One thing I find interesting about discussions of typography in Cyrillic is how poor the overall readability of text is in most fonts compared to Latin because of the relative scarcity of risers and descenders (e.g. pqlt etc)
One of my tutors at university claimed that she was able to read 9th century manuscript Cyrillic faster than modern printed books because the orthography was more varied and easier to scan/speed-read.
(That wasn't something I found to be true)
> Standard space, word space, space per se, is the symbol typed using the widest key on the keyboard.
What a strange non-fact to include.
This also makes me think of drumming. There are the sticks that hit the surface and form a pattern of sounds. Lots of different kinds of spaces embedded there!
There is something oddly beautiful in invisible complexity. These little tweaks and minuscule details without which the whole would suffer in quality.
I learned to type in Junior High School in the nineties, and it is extremely difficult to leave a single space after a period. Like that, it took a huge effort for me to break conditioning.
Of all spaces, the space between sentences is discarded because a period is whitespace. However, kerning partly removes this.

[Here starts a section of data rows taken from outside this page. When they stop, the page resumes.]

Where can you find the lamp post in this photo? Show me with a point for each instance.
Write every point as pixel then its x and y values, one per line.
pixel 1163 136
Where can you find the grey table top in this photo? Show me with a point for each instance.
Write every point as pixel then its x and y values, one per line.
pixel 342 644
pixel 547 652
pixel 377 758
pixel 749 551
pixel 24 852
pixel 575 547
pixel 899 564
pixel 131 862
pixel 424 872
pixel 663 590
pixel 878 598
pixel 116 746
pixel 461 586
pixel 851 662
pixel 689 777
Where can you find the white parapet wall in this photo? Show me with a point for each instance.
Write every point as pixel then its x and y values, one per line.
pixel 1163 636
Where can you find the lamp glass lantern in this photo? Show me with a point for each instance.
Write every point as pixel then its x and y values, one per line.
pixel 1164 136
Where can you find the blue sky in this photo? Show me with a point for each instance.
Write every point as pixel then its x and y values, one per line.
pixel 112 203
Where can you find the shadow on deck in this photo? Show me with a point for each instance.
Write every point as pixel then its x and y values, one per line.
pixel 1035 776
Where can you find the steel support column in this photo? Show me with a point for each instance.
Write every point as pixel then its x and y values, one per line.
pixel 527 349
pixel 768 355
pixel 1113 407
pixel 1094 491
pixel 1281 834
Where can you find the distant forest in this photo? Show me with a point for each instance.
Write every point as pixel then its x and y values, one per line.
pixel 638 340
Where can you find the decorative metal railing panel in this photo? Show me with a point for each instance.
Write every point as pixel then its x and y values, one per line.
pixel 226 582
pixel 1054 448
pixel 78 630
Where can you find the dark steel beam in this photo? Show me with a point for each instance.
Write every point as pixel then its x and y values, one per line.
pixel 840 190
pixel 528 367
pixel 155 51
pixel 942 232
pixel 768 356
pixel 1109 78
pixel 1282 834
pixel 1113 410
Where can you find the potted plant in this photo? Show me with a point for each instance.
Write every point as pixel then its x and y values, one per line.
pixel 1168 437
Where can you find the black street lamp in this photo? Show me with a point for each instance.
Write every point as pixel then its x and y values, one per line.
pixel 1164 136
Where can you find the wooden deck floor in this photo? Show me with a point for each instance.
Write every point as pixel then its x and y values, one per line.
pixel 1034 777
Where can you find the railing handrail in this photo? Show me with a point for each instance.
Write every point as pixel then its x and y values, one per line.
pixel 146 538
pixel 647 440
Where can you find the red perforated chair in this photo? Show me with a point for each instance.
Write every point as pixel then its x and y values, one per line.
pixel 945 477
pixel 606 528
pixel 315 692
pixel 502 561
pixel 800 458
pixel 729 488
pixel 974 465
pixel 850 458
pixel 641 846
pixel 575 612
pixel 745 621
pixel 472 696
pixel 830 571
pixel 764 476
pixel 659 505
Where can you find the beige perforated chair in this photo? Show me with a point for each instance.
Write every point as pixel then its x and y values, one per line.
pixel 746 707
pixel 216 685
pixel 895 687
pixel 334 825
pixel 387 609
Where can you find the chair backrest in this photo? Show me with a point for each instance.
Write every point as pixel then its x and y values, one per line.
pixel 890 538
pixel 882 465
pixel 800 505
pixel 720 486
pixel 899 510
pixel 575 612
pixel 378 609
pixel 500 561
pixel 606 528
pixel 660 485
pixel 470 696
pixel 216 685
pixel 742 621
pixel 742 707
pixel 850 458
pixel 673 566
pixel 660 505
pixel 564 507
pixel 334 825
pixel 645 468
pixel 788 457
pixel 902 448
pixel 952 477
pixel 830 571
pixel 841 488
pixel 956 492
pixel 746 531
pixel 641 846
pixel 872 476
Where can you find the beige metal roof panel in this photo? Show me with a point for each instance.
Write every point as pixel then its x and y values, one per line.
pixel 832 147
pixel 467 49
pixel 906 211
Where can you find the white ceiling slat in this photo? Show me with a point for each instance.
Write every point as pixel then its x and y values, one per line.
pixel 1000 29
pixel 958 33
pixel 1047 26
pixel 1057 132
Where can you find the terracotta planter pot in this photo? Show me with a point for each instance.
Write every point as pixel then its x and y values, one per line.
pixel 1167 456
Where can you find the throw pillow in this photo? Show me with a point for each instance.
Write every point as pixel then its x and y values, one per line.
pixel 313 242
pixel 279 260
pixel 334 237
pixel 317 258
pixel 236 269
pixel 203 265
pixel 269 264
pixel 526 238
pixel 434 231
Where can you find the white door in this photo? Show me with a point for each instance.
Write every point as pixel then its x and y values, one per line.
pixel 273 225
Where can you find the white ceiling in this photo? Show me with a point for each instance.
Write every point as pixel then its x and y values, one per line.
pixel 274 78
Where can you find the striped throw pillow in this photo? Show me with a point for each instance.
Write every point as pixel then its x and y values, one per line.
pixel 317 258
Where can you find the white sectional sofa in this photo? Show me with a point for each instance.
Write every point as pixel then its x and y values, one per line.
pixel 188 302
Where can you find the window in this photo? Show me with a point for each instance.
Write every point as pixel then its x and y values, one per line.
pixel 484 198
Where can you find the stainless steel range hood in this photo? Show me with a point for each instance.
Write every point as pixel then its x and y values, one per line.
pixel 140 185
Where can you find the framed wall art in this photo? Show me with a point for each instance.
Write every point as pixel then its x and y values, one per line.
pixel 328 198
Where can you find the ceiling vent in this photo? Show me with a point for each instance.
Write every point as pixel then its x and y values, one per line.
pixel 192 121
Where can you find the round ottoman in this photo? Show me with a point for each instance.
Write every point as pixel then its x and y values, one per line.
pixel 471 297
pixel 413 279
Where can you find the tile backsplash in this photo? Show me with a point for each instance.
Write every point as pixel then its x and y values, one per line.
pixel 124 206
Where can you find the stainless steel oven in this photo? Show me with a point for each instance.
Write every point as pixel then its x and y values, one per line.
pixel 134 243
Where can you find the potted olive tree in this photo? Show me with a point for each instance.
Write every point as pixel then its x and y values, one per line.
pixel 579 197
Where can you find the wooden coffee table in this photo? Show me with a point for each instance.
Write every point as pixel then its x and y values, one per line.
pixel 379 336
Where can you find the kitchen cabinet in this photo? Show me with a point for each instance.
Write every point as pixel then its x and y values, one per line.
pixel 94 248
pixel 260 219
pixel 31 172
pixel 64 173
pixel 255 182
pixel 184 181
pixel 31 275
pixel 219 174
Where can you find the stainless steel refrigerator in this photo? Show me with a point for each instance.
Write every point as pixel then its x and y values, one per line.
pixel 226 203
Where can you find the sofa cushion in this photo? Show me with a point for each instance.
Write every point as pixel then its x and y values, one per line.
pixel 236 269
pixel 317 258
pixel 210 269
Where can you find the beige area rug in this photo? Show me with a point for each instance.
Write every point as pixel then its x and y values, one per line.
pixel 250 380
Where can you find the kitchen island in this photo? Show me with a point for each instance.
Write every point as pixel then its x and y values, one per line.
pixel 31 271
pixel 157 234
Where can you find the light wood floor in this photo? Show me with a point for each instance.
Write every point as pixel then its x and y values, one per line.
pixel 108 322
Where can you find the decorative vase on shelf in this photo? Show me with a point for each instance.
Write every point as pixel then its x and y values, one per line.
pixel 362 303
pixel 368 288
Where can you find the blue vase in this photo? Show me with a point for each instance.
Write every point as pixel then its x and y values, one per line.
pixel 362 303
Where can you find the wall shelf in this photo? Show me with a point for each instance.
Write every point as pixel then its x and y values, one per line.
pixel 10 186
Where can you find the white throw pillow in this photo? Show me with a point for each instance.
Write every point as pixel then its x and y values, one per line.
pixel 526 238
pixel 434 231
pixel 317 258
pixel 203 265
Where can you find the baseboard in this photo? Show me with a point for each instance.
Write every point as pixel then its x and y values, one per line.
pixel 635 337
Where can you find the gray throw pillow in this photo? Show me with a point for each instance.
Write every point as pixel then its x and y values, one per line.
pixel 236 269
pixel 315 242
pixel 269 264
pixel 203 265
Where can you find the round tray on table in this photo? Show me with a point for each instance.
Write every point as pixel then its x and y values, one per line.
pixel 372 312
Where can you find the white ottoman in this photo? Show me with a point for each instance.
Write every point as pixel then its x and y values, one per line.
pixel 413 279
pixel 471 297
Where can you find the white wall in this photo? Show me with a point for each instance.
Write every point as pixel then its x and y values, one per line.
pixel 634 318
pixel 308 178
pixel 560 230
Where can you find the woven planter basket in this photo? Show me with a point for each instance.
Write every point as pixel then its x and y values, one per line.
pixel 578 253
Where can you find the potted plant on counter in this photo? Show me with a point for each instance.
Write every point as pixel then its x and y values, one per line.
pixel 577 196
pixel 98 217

Perhaps this is why monospaced fonts are so readable? I like having double-space between sentences.
On the layout side rather than the "what spaces are available" side, I really recommend https://gwern.net/doc/design/typography/tex/1981-knuth.pdf , the paper in which the Knuth-Plass algorithm for paragraph layout is defined. (The Knuth-Plass algorithm decides how wide spaces should be on each line and which choices of hyphenation out of some predefined set should be used to lay out a paragraph.) It's super readable and generally quite joyful. Knuth describes TeX as a "labor of love", and it shines through that paper.